ShelStar 2020 has the potential of being a completely self contained city in space capable of traveling anywhere within the solar system. The modular design and structural characteristics of the pressurized tube beam allow the fuel production facility to be fitted with boosters located at either or both ends of the vessel. The spherical end of the fuel facility is designed to accept raw materials through an airlock. For small asteroid type objects the spherical shell can be opened into two halves. The facility separates and processes the various elements it takes in, transferring propellants to its storage tanks and the raw materials to the industrial areas inside the ShellStar vessel.

The two ShellStar vessels shown on Drawing 1 of 2 are in Earth orbit within close proximity to each other. This is the more common setup anticipated for ShellStar vessels. Groups of vessels flying in high Earth orbit, geosynchronous orbit, lunar orbit, and other orbits and stable regions in the Earth-Moon system. It is anticipated that most of the vessels will concentrate on production of only a few types of products and that trade and travel around the Earth-Moon system will be extensive.

The ShellSTAR constructed vessels can vary in size according to the needs of the various industrial function and required work force. As the population and economy grows, larger vessels are built as free fliers in parallel with their builders so construction crews can eventually become permanent residents in space.

Inside the ShellStar vessel is a city with residential, commercial, agricultural, industrial and institutional establishments overlooking a park lined river flowing around the sphere. The river has fishing and swimming areas and the parks have various facilities for outdoor recreation. There are two zero gravity domes at the sphere’s rotational axis. One is for industrial and research activities, and the other is a multipurpose facility for research, recreation and tourism.

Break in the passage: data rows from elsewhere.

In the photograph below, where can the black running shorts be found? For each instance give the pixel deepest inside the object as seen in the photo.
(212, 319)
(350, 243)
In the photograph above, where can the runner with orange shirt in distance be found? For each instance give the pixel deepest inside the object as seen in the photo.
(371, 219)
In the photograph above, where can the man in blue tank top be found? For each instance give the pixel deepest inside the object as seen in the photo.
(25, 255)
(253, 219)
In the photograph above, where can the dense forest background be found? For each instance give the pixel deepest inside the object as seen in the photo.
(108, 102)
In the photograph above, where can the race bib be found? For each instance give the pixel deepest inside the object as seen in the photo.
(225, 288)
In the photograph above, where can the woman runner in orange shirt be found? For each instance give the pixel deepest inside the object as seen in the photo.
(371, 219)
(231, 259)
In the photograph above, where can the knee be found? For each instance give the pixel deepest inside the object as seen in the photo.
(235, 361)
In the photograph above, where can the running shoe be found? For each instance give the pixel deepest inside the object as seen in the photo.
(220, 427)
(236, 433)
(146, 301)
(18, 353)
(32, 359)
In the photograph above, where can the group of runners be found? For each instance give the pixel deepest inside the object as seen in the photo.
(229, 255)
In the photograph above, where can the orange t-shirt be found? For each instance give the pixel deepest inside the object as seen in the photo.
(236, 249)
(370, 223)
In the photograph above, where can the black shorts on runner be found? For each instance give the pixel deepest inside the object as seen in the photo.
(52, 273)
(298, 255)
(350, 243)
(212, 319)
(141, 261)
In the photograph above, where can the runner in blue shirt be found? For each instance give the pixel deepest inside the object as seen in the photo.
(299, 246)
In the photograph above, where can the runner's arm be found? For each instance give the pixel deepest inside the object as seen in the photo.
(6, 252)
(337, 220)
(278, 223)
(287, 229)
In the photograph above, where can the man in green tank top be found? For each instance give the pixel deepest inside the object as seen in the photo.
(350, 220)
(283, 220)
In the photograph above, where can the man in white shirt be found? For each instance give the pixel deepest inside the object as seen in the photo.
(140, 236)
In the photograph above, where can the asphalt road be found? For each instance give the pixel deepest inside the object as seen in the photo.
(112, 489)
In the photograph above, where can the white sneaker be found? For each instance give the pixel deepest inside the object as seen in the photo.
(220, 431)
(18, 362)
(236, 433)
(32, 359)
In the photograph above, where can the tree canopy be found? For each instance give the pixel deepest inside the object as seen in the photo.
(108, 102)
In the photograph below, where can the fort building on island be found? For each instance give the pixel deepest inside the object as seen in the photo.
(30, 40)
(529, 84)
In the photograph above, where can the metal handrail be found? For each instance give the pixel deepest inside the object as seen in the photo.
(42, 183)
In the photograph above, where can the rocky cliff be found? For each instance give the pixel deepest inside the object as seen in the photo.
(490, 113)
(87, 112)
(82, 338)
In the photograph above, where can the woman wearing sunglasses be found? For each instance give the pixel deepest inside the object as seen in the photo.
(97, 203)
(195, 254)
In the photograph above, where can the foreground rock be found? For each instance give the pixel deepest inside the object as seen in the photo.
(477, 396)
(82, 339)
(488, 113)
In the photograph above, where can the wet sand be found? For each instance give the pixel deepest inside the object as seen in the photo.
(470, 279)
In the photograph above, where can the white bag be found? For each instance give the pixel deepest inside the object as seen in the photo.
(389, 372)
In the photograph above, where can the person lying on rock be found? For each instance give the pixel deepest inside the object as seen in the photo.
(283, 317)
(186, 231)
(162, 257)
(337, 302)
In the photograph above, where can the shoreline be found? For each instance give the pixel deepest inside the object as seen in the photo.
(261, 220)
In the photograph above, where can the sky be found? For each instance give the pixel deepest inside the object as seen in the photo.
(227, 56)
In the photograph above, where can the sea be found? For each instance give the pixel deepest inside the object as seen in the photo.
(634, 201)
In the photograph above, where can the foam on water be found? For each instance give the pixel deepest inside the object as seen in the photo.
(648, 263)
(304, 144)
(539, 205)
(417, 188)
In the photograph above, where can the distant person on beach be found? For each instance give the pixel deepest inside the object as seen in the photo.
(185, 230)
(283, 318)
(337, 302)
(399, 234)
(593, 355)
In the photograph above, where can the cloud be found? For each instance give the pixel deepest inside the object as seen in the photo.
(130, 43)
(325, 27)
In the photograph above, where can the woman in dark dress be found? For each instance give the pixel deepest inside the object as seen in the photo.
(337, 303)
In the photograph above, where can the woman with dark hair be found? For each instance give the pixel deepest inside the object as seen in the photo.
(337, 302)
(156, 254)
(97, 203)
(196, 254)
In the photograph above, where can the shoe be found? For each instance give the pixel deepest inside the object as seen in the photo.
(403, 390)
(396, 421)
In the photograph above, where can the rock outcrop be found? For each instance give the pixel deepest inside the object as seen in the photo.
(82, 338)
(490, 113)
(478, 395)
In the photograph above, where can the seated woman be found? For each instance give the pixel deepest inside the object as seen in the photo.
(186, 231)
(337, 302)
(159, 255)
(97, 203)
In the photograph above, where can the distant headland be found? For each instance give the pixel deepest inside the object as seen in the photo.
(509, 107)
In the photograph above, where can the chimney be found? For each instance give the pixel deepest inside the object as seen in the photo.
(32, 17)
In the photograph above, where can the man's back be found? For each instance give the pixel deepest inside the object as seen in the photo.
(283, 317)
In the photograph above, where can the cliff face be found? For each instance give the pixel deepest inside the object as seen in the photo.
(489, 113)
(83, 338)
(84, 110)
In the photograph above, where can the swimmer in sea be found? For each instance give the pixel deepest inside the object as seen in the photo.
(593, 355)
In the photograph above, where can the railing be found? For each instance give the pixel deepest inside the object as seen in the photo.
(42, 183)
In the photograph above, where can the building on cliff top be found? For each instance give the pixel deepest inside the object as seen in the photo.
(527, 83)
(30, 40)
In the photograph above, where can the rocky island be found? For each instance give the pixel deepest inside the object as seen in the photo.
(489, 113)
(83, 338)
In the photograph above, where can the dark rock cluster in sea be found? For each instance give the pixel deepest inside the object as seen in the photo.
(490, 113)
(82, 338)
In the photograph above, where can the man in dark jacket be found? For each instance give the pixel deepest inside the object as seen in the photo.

ShellStar 2020 and the ShelSTAR construction concept has the potential of creating many future habitats in a variety of shapes and sizes. This proposal is just one of many possibilities.

ShellStar Drawing 2 of 2.

ShellStar 2020 dimensions are as follows:

• Diameter of the spherical pressure vessel: 600 meters.
• Diameter of the ShellStar vessel including the solar arrays: 800 meters.
• Overall length of the ShellStar vessel: 1270 meters.

Keyed notes to cross section of ShellStar 2020.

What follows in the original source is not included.